Rappelons qu’aucune transaction n’est autorisée dans la LNH entre le 20 et le 28 décembre. Or, même si son équipe va disputer cinq matchs en huit soirs au cours de cette période, Marc Bergevin s’est abstenu de transiger pour renforcer sa défensive. Il a, par le fait même, dévoilé son plan B : si la providence mène cette équipe moyenne à une séquence de quatre, voire de cinq victoires, et qu’il accélère le processus de guérison du vétéran de 32 ans, il pourra chercher à améliorer son sort après le Nouvel An.

Sinon, il faudra reconstruire pour la suite des choses. Peu importe la direction prise, la saison est déjà porteuse de quelques leçons. En voici deux.

Une transition difficile pour Drouin

Le premier constat qui s’impose concerne Jonathan Drouin. Comme je l’écrivais la semaine dernière, le Québécois est, sur le jeu de puissance, un véritable maestro.

C’est une autre paire de manches à forces égales. L’entraîneur Claude Julien a décidé, au début de la saison, de faire de Drouin un joueur de centre, une première pour lui depuis son passage dans les rangs juniors. Drouin a commencé la saison entre Max Pacioretty et Brendan Gallagher, héritant du poste de centre numéro un. Ça n’a pas duré longtemps et depuis, sa progression a été passablement pénible, même si on a graduellement allégé ses responsabilités.

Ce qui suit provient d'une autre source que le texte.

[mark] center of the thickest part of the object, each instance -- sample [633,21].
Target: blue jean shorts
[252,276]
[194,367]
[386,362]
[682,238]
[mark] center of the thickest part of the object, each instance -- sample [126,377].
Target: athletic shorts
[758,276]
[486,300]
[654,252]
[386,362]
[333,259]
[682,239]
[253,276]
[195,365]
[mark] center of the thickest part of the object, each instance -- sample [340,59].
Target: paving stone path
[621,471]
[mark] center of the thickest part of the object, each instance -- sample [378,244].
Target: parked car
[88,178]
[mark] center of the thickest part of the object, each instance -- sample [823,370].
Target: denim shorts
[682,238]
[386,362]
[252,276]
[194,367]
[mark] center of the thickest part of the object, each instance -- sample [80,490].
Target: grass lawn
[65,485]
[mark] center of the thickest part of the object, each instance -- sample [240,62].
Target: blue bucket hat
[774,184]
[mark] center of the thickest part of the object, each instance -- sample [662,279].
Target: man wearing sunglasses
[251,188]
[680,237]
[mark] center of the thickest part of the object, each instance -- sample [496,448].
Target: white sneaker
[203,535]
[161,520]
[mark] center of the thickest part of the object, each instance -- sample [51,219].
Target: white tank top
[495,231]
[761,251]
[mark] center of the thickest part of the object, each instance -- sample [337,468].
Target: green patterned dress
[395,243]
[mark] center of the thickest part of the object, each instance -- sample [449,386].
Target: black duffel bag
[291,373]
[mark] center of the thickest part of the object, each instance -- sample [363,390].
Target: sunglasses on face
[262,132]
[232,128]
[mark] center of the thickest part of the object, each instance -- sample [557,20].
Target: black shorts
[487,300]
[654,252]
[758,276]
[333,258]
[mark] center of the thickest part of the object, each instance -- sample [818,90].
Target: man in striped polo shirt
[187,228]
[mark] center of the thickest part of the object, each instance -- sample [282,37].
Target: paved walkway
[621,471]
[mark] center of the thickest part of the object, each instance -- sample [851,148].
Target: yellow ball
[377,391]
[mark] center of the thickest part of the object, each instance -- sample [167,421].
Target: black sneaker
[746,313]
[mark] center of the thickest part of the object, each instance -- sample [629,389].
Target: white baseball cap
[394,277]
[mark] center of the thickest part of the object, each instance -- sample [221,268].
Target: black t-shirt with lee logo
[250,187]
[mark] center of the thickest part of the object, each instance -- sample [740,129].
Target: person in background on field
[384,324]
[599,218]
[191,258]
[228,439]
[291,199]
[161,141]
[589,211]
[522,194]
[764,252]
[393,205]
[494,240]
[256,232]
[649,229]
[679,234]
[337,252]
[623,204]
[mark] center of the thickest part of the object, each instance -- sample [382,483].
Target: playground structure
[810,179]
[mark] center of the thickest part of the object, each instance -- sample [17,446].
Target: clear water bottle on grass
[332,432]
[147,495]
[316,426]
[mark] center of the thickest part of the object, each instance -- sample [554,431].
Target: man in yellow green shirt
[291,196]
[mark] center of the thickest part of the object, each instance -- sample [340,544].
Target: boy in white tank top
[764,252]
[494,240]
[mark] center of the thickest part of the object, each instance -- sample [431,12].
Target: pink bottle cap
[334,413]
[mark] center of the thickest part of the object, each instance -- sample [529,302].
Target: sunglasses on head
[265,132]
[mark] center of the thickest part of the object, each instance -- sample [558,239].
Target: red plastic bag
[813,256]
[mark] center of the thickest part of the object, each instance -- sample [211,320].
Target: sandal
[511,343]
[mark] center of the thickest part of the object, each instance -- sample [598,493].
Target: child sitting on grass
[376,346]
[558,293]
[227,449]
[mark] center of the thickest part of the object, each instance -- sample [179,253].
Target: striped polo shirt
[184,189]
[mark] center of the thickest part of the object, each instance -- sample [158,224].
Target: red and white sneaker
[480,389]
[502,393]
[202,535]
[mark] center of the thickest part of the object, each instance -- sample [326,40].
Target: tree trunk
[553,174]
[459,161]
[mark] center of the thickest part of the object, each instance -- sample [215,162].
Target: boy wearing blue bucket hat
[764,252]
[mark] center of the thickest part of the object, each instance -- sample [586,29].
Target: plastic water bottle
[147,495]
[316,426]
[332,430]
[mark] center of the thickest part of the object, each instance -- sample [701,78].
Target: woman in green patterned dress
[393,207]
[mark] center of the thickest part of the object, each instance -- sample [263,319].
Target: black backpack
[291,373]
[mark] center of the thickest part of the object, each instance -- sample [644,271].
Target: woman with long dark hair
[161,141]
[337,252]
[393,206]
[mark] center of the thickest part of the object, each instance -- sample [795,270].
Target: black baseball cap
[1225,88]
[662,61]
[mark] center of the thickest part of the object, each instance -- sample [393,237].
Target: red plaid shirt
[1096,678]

On peut évaluer la charge de travail d’un joueur en observant à quel point il joue contre les meilleurs éléments adverses. J’aime bien quantifier cela sous forme de pourcentage, soit un coefficient d’adversité que je calcule ainsi : je divise la part de temps passé par un joueur contre les meilleurs adversaires par la part de l’équipe au complet contre ces mêmes joueurs.

Ainsi, si un joueur passe 38,5 % de son temps contre les meilleurs adversaires, contre 35 % pour l’équipe au complet, on dira de lui que son temps de jeu a un coefficient d’adversité de 110 %.

Et pour s’assurer de saisir la tendance générale plutôt que les variations normales d’un match à l’autre, je fais une moyenne de ce coefficient sur 10 matchs. Le graphique ci-dessous montre les coefficients pour les quatre principaux centres du CH :

La ligne grise, qui représente Drouin, a une forte tendance à la baisse. Cela signifie qu’il est graduellement passé des minutes « dures » (où les meilleurs adversaires sont surreprésentés) aux minutes « molles ».

En fait, avant les changements de trios effectués à Vancouver, Drouin était rendu à jouer des minutes semblables à celles du quatrième trio, les minutes dures étant devenues le territoire quasi exclusif de Tomas Plekanec et de Phillip Danault.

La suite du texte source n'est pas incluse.